I frankly cannot picture how that “tool” would be implemented, but the General Assembly of Pennsylvania has been convinced it can be done over the several years this bill has been pending. It would be used in hospitals (including critical access and long-term acute care hospitals) and skilled nursing facilities.

The bill also defines units within hospitals requiring various levels intensity of care.

Support for the bill that makes it politically safer for the Senate to pass and the Governor to sign came on July 9th in an editorial by Kevin B. Mahoney, MBA, Chief Executive Officer of the University of Pennsylvania Health System, Pennsylvania’s largest.

He writes, inarguably, that

We should not be afraid to follow the evidence toward new approaches when the status quo is broken.

He sees the bill, along with higher payments to pay for it, as necessary to solve difficulties related to recruiting and retaining nurses.

Bottom line on the bill. The concepts behind the bill represent a major overhaul of the way nurses are employed in hospitals in order to provide improved patient safety. And certainly will require more nurses than the average hospital has on staff.

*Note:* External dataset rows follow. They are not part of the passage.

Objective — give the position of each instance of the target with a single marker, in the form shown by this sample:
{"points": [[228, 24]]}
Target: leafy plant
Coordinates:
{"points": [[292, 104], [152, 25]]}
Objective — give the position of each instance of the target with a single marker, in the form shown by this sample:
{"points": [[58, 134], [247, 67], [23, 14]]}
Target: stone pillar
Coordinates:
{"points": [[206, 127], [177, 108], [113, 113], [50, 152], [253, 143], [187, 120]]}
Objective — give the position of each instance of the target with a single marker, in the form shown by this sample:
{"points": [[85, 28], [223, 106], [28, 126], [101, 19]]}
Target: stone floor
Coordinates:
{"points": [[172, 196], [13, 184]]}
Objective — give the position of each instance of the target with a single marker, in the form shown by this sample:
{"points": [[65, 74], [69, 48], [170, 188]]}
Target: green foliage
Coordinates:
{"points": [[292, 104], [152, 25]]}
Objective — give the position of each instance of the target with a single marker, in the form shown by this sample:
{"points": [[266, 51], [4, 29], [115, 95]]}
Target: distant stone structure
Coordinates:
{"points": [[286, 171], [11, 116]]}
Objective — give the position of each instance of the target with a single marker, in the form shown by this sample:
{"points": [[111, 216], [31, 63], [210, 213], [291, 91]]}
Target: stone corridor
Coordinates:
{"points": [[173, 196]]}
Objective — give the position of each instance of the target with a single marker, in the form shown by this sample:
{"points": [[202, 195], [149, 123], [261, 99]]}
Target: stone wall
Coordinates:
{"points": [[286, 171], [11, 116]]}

Not surprisingly, 90% of Pennsylvanians polled support the concept.

If passed and signed, one near term consequence would be that some hospitals will find they need to eliminate some services in order to fulfill the requirements with the staff nurses available.

There would need to be some regional orchestration of service availability sanctioned by the government in order to maintain availability while avoiding antitrust violations.

The bill won’t increase the numbers of physicians, nurses and medical technicians.  But it will allow regulators to challenge facilities that reach unsafe levels of staffing and restrict new patient acceptance into understaffed services at hospitals and to understaffed nursing homes.

Badly-managed nursing homes may have to close. So be it.

That in turn may require patient wait lists for both non-emergency procedures and for nursing home admission. Then we will see about 90% public support, but the supply/demand ratios are not instantly flexible.

Very quickly it will require:

  • higher insurance reimbursements in return for increased patient safety;
  • that are turned into higher nurse pay, to attract more applicants to nursing programs;
  • that pay instructor nurses more.

Virginia. Virginia should watch carefully the experiments in New York, Pennsylvania and Oregon. VDH should report on them to the General Assembly.

The Virginia General Assembly usefully could pass a law next session that would require the Health Commissioner to exercise her legal authority to restrict new patients for nursing homes that have been awarded CMS 1-star RN staffing grades for two quarters in a row.

Such facilities should not be permitted to accept new patients until, through some combination of hiring and patient load reduction, they achieve three-star (national average) staffing.

Such a law would not assign blame or assess direct financial penalties, but it would put patient safety first.